Similarly, existing personnel patterns may not be set to cope with illness caused shortages of prison staff, or of those law enforcement who usually guard prisoners in transit. Security at the medial facility and nearby hospitals would be compromised, though for those prisoners with an acute Coronavirus event, their breathing would be so impaired that there could be lesser staff used.
Currently, plans appear to be individually created, with each institution and state assuming that it may handle things as other events though the implications from non-prison populations are that lack of centralized planning invites a crisis if not a total system failure.
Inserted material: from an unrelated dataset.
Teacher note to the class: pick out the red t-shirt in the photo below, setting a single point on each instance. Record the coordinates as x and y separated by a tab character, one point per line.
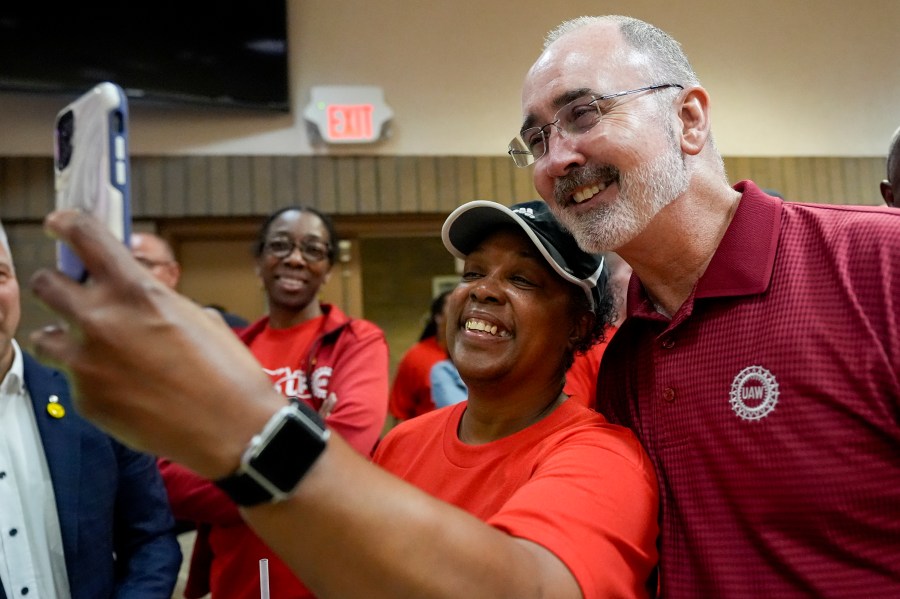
573	483
769	405
276	351
411	391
For instance the website for Correctional Healthcare has no template plan nor any plan for projecting inmate infections, the number of cases that will require either specialized equipment or transport to an outside facility, nor evaluating nearby facilities for their ability to cope with a mass of cases from the prison population--both inmates and correctional staff. See, e.g., https://www.ncchc.org/blog/covid-19-coronavirus-what-you-need-to-know-in-corrections
While some states assume they will be able to centralize infected persons : https://ctmirror.org/2020/04/08/state-response-to-covid-19-prison-lawsuit-sheds-light-on-its-pandemic-plans-for-sick-inmates/ this assumes that the central faility will have necessary equipment and staff trained in that equipment, neither of which necessarily exist. https://ctmirror.org/2020/04/08/state-response-to-covid-19-prison-lawsuit-sheds-light-on-its-pandemic-plans-for-sick-inmates/
Those detained in facilities for immigration system detained persons present similar problems especially the lack of nearby hospitals for some of the facilities.
The concern is that because it's everyone's problem, it's nobody's. Needs have long gone unaddressed and the result is that you have in many facilities dormitory type beds which are proximate to each other. This creates an environment of anxiety and fear in addition to the level or stressors present in prison life. Lack of adequate mental health staff, combined with the removal of the outlets of group meetings, group worship, excercise, and opportunities for mutual and family support, and the internal violent event precursors are amplified.
At a minimum, each system should be able to know which if any of its faicilties do not meet CDC or other guidelines, what the plan is to meet them, what the funding stream is, and assuming there is no funding stream, what the plan is to let state agencies, the state executive, and legislators know, because if those needs are not met through a budget supplement then there can and will likely be a crisis.